In New York, meanwhile, Vietnamese feels much more like a trend. The restaurants are younger, cooler, expensiver. I've seen very few 'hole in the wall' banh mi joints, relative to NY's uber density of course, compared to MSP. And the cheaper, counter service ones are often more like the subject of this food post, Joju. Located in a very heavily Asian neighborhood in Queens (and I mean "Asian" non-accidentally; we're talking Korean restaurants next to Thai grocery stores next to specifically Taiwanese restaurants. American melting pot, etc. etc.), Joju is what one might call "cool". But not in a Williamsburg pink neon sense, more in an "anime sandwich mascots and K-pop record cover" sense. It also, like many of these places, touts itself almost as much as a bubble tea shop than it does a restaurant. Joju doesn't even have Coke!

But what they do have is delicious banh mi. We ordered two kinds, caramel pork and beef bulgogi. Oh, that's another thing—there seems to be some very blurred lines at NY banh mi shops in terms of which nation's cuisine is represented on this ostensibly Vietnamese sandwich. You're just as likely to see Korean bulgogi or Thai basil pork on the menu as the standard Vietnamese chicken or pork with pate. Which is fine by me. Anyway, the sandwiches were delicious. Maybe a little heavy on carrot, and the actual construction of the veggies and meat made for a slightly awkward eating experience, but they tasted great. They also represented one more difference that seems to separate NY banh mi from MSP banh mi: the bun was refreshingly soft. So many hole in the wall banh mi I'm used to seem to lean towards using chewy, crispy baguettes. But these NY versions are soft, and much easier to bite into. A much more satisfying experience in my opinion, and one that comes in to play with a lot of New York dough-based food, from pizza dough to bagels, simply to bread you're served at restaurants or find at bakeries. Whether it's the water or the high turnover or simply the quality of local bakeries, bread truly is better here than in the rest of the country. Crazy as it sounds.

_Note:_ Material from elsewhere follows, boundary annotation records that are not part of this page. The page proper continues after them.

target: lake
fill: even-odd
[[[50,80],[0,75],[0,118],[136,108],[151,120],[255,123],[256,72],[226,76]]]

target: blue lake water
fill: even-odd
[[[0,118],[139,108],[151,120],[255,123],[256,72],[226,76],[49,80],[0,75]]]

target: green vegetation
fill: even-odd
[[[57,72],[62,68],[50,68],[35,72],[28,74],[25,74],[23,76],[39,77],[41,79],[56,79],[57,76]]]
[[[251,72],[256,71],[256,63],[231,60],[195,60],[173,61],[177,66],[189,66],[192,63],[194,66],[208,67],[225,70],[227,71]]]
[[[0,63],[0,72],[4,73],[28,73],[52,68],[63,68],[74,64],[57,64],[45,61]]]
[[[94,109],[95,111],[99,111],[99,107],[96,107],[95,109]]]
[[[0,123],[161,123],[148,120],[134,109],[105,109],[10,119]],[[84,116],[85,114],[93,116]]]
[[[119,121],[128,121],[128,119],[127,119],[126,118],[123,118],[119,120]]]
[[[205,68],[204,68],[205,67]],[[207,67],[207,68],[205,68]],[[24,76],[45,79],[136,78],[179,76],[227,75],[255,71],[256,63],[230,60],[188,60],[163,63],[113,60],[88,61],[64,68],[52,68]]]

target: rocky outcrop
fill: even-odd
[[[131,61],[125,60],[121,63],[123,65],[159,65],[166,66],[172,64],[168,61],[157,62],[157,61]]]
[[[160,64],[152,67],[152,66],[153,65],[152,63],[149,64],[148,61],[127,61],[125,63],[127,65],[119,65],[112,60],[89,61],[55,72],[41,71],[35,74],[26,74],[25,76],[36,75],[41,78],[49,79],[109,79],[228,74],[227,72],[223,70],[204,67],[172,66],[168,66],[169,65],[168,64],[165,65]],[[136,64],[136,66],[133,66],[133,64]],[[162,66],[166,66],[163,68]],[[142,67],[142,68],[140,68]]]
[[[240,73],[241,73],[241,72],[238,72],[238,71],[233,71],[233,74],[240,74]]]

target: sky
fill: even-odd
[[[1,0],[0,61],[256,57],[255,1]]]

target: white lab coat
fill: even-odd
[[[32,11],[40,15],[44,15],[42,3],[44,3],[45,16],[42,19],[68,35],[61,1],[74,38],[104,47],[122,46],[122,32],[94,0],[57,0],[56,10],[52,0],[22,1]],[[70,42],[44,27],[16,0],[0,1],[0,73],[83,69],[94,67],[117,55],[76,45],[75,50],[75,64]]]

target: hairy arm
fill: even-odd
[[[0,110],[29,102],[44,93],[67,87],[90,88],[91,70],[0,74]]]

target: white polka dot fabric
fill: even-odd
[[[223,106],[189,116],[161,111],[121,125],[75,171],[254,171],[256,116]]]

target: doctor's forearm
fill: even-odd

So anyway, Joju. It's good. It's pretty deep into parts of Queens you might never go to, so maybe don't worry too much about it. There's probably others like it.

01.20.2019 - by Steve
Schnipper'sManhattan
Cheeseburger

Manhattan's got a lot of chain restaurants that aren't really chains yet, but are clearly trying to use the cachet that comes with simply being in Manhattan (usually Midtown) as a springboard to becoming a chain restaurant. The examples are so plentiful that I can barely even think of one right now. They're ubiquitous and almost entirely forgettable—forged so carefully by marketers and designers and focus groupers to create fast casual fried chicken sandwiches and vaguely ethnic salad bowls that appeal with a laser focus to newly moneyed 20 and 30 somethings, that they become invisible in their omnipresence. Hell, I posted about a fried chicken place just a month or two ago, my very first living-in-NY food post, and I don't even remember what it was called.

Anyway, Schnipper's isn't exactly that. Sorry, I don't know why I started with that whole paragraph rant. But it's at least something like it. It's a chain restaurant that exists solely within the island of Manhattan, as desperate as it seems to stretch beyond. Basically it's a fast-casual diner. We're talking classic, Mickey's-level burgers and fries and shakes, even served on those plain white diner plates. I had a cheeseburger there, and it was good. Why are there so many Schnipper's'es? I don't know. Why is it so popular? Is it?